O think me worth thine anger, punish me,
Burn off my rusts, and my deformity,
Restore thine image, so much, by thy grace,
That thou mayst know me, and I’ll turn my face.
–John Donne, from “Good Friday, 1613. Riding Westward”
What is the Christian to do when faced with secular thought that speaks truth to a disillusioned age, when even religious leaders seem impotent? How, when systems of control seem so absolute as to ape the ancient notion of an impassive fate, do we keep rational hope alive?
Michael Warren Davis, recently writing in Crisis Magazine, discussed the influence of Stoicism on Russell Kirk and the assimilation of its principals into his own post-conversion thought.
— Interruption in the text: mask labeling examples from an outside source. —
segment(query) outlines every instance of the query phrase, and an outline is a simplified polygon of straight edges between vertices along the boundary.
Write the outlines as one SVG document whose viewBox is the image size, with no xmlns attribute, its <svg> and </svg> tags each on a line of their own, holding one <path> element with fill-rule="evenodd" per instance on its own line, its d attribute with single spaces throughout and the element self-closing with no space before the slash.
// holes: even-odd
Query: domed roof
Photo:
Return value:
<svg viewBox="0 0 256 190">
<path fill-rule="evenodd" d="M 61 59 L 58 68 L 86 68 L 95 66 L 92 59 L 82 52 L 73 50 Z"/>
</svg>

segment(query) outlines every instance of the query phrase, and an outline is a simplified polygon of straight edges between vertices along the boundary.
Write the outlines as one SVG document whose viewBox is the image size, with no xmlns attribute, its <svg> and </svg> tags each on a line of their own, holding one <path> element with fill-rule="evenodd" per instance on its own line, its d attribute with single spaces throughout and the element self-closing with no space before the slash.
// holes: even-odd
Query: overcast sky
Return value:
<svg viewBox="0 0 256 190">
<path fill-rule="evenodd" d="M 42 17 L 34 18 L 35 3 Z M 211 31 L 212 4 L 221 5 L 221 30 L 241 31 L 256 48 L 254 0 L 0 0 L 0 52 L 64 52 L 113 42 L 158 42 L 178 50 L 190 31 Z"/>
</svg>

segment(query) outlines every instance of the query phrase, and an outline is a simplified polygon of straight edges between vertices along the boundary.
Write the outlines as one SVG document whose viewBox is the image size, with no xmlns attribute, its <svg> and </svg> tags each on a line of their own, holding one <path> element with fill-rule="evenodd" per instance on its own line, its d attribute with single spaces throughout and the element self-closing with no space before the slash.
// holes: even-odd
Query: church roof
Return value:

This is a timely meditation, both for the imminent uncertainty of the COVID-19 response and the greater post-2016 political milieu. Since the election, there has been no shortage of popularizers, operating largely from internet platforms, touting the wisdom of the Stoics as therapy for contemporary social ills and anxieties. One need only type the words “stoic” and “Trump” into a Google search to see a political pattern among such popularizers. Movements like Modern Stoicism offer, through social media, a community of adherents, playing the surrogate for religion among the nones. Indeed, the notion of a philosophy replacing religion was explored in Tom Wolfe’s stoic-influenced novel A Man in Full, in which organized Christianity is largely irrelevant. The main characters, instead, become adherents of the “Church of Zeus” from which they ditch the world of ruthless ambition and moral compromise. Doing so was certainly for the betterment of their souls. As such, one cannot discount the very real wisdom earned by the Greco-Roman Stoics and their Cynic forbearers through the trials of slavery and political intrigue. Christians would be remiss in failing to engage the lived wisdom of its expositors, whose lives mirrored the martyrs of the early Church in their steadfast contempt of the world.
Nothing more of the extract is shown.